I have that same tag and from looking at the blm map isn't most that area private property?


----------



## wyogoob (Sep 7, 2007)

scartinez said:


> Bowdacious- When I say honey hole I mean a hunting spot that produces that not many others know about. I have a feeling that your idea of a honey hole is a honey comb up your ****! LOL!


I would find a different way to express yourself.


----------



## Bowdacious (Sep 16, 2007)

I find it funny that tons of people get on here and say "I don't want anyone's honey hole.....!" Bull crap! You're saying that if someone said, "Hey, I've got a great place that holds lots of critters...it's easy to get to and nobody knows about it", that you wouldn't jump at that chance? In essence...yes you are asking for someones honey hole....just admit it. :O•-: :O•-:  

Scartinez....I'll take your comment to surmise that you are a few sheets to the wind already and hopefully by tomorrow you will not remember inappropriate comments you make on the internet. However, if you indeed ARE in your full capacities then I will excuse and forget that you are a rude individual with no social skills. Don't let your buttons get pushed so easily....


----------



## scartinez (Apr 22, 2008)

Archie- It does seem that a good portion of this unit is private property. This was the reason I made this post. Finding places to hunt on public land can be a challenge. I've done some research and found a few new areas to check out.
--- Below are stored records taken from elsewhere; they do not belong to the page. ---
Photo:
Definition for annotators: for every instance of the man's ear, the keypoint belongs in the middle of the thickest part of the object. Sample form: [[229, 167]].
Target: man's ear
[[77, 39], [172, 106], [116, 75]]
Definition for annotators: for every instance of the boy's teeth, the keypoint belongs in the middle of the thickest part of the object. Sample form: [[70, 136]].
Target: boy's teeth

Bowdacious- Your original post was not on subject. You were trying to show off your awsome sense of humor. I figured I would play. Now your feelings are hurt and I'm the rude person. Sorry my sense of humor is not your cup of tea. Don't reply to people posts if you have nothing to contribute to the subject. I grew up as a fisherman and now I'm trying to get into more outdoor activities like hunting. I've helped people with fishing advice without giving them my honey holes. Sometimes a small push in the right direction can help people a lot. That is all I was asking for.


----------



## Pete (Aug 18, 2012)

There are lots of public lands to hunt, but many are in a way controlled by private land owners, sometimes you need to cross private land on a road that goes direct to public lands, these land owners have put up gates to stop you from getting to public lands, Many of these land owners then get grazing permits wood permits water etc from the Government on these public lands, and they right now are NOT having to do a thing.

Right now I am trying to make it a requirement that any BLM / FS etc grazing permits issued the land owner MOST grant right of way across any established road that goes to Public property. We need to stop these guys from thinking they own these public lands.


----------